[wordup] Friends don't let friends use internet explorer
Adam Shand
adam at shand.net
Tue Oct 27 17:24:11 EDT 2009
This is amazing and appears to be legit reporting. There's lots of
details missing in how it actually works but … it's the most
impressive piece of criminal hackery I've read about in a long time.
And to be fair, despite my snide subject line, it says that the below
attack doesn't rely on internet explorer.
Adam.
Source: http://www.wired.com/threatlevel/2009/09/rogue-bank-statements/
More: http://www.wired.com/images_blogs/threatlevel/2009/09/finjan-cyberintel_sept_2009-sf.pdf
New Malware Re-Writes Online Bank Statements to Cover Fraud
New malware being used by cybercrooks does more than let hackers loot
a bank account; it hides evidence of a victim’s dwindling balance by
rewriting online bank statements on the fly, according to a new report.
The sophisticated hack uses a Trojan horse program installed on the
victim’s machine that alters html coding before it’s displayed in the
user’s browser, to either erase evidence of a money transfer
transaction entirely from a bank statement, or alter the amount of
money transfers and balances.
The ruse buys the crooks time before a victim discovers the fraud,
though won’t work if a victim uses an uninfected machine to check his
or her bank balance.
The novel technique was employed in August by a gang who targeted
customers of leading German banks and stole Euro 300,000 in three
weeks, according to Yuval Ben-Itzhak, chief technology officer of
computer security firm Finjan.
“The Trojan is hooked into your browser and dynamically modifies the
text in the html,” Ben-Itzhak says. “It’s a very sophisticated
technique.”
The information appears in a cybercrime intelligence report (.pdf)

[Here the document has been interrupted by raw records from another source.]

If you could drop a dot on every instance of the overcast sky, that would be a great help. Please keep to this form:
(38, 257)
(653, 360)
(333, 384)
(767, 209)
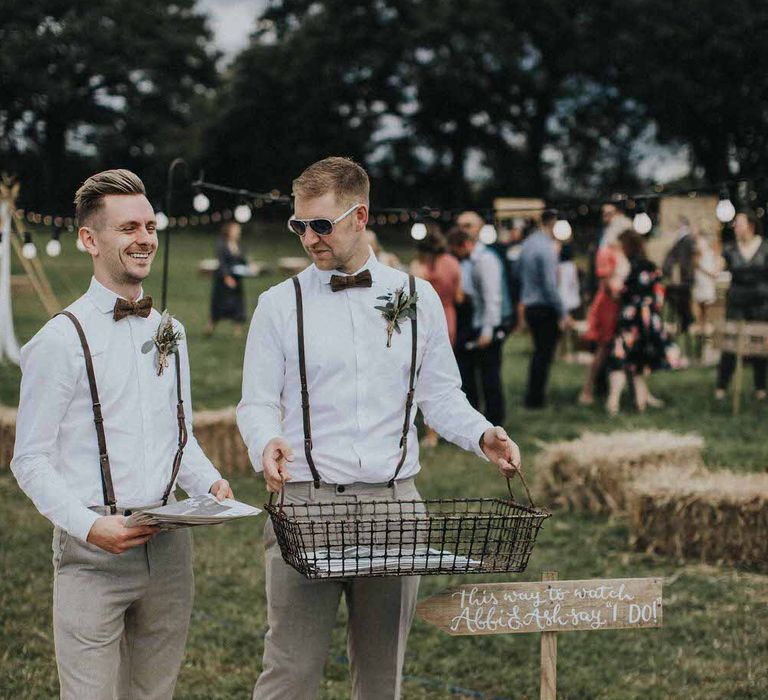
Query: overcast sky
(232, 21)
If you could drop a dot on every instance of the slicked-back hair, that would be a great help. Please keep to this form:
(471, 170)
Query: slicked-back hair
(89, 197)
(342, 176)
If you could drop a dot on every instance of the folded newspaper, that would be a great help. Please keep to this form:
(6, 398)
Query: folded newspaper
(198, 510)
(372, 559)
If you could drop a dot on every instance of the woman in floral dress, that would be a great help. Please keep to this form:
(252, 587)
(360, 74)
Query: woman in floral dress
(641, 344)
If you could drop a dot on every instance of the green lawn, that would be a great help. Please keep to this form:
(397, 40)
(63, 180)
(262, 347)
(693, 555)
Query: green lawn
(714, 643)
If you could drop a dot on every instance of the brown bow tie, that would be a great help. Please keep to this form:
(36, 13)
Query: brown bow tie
(125, 308)
(340, 282)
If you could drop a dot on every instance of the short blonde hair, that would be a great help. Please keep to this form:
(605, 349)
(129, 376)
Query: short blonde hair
(89, 197)
(342, 176)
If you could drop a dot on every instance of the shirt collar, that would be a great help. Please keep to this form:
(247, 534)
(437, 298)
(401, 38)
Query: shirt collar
(104, 299)
(371, 264)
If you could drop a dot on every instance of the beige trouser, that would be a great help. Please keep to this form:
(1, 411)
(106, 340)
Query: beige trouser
(302, 613)
(120, 621)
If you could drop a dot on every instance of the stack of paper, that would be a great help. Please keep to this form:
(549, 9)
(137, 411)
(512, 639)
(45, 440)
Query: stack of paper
(199, 510)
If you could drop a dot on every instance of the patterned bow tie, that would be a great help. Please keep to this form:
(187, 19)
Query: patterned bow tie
(125, 308)
(340, 282)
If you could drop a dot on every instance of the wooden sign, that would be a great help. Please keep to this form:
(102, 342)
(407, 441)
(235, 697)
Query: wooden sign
(546, 606)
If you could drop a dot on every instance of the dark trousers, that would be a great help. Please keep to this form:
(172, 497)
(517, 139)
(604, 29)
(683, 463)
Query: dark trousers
(480, 370)
(545, 331)
(727, 367)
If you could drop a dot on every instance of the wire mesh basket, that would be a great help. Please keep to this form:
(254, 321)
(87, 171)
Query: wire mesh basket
(406, 538)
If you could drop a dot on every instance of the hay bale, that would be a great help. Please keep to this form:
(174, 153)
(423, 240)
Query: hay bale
(593, 472)
(715, 517)
(216, 431)
(7, 435)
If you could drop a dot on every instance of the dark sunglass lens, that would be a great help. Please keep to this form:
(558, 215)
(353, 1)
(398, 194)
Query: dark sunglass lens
(322, 227)
(298, 227)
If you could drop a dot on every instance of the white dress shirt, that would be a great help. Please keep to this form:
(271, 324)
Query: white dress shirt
(487, 280)
(56, 457)
(357, 386)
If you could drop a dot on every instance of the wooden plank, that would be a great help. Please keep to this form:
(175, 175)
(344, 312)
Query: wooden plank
(548, 682)
(540, 606)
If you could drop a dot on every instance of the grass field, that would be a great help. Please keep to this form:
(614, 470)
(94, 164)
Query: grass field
(714, 643)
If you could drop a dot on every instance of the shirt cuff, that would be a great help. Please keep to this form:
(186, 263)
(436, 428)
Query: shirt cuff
(81, 521)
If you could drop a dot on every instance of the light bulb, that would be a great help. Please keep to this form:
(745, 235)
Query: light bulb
(419, 231)
(725, 211)
(201, 202)
(642, 223)
(243, 213)
(562, 230)
(53, 247)
(488, 234)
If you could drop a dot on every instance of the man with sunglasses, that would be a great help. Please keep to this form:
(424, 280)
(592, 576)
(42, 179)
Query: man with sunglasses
(320, 375)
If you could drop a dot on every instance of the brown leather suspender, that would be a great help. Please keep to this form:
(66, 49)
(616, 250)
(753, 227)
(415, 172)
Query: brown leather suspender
(305, 389)
(98, 420)
(411, 382)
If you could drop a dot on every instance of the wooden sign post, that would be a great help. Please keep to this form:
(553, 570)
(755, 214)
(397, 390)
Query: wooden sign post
(548, 607)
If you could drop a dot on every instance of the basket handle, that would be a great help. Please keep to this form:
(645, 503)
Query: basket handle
(282, 498)
(525, 486)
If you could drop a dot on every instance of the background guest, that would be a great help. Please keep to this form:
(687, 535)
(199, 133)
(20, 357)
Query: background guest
(679, 269)
(747, 299)
(641, 344)
(228, 298)
(705, 275)
(544, 312)
(611, 269)
(434, 264)
(481, 356)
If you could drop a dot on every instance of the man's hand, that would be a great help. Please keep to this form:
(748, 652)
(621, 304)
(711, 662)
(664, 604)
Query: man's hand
(110, 534)
(221, 489)
(484, 341)
(502, 451)
(274, 461)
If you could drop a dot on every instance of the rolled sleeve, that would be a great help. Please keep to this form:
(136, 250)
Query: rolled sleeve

written by Finjan’s Malicious Code Research Center.
The victims’ computers are infected with the Trojan, known as URLZone,
after visiting compromised legitimate web sites or rogue sites set up
by the hackers.
Once a victim is infected, the malware grabs the consumer’s log in
credentials to their bank account, then contacts a control center
hosted on a machine in Ukraine for further instructions. The control
center tells the Trojan how much money to wire transfer, and where to
send it. To avoid tripping a bank’s automated anti-fraud detectors,
the malware will withdraw random amounts, and check to make sure the
withdrawal doesn’t exceed the victim’s balance.
The money gets transferred to the legitimate accounts of unsuspecting
money mules who’ve been recruited online for work-at-home gigs, never
suspecting that the money they’re allowing to flow through their
account is being laundered. The mule transfers the money to the
crook’s chosen account. The cyber gang Finjan tracked used each mule
only twice, to avoid fraud pattern detection.
“They instruct the Trojan that the next time you log into your online
banking account, they actually modify and change the statement you see
there,” says Ben-Itzhak. “If you don’t know it, you won’t report it to
the bank so they have more time to cash out.”
The researchers were able to capture screen shots showing the rogue
bank statements in action, disguising, for example, a transfer of Euro
8,576.31 as Euro 53,94.
The researchers also found statistics in the command tool showing that
out of 90,000 visitors to the gang’s rogue and compromised websites,
6,400 were infected with the URLZone trojan. Most of the attacks
Finjan observed affected people using Internet Explorer browsers, but
Ben-Itzhak says other browsers are vulnerable too.
Finjan provided law enforcement officials with details about the
gang’s activities and says the hosting company for the Ukraine server
has since suspended the domain for the command and control center. But
Finjan estimates that a gang using the scheme unimpeded could rake in
about $7.3 million annually.
“The example we found relates to German banks,” Ben-Itzhak says. “But
we believe this will increase to other countries.”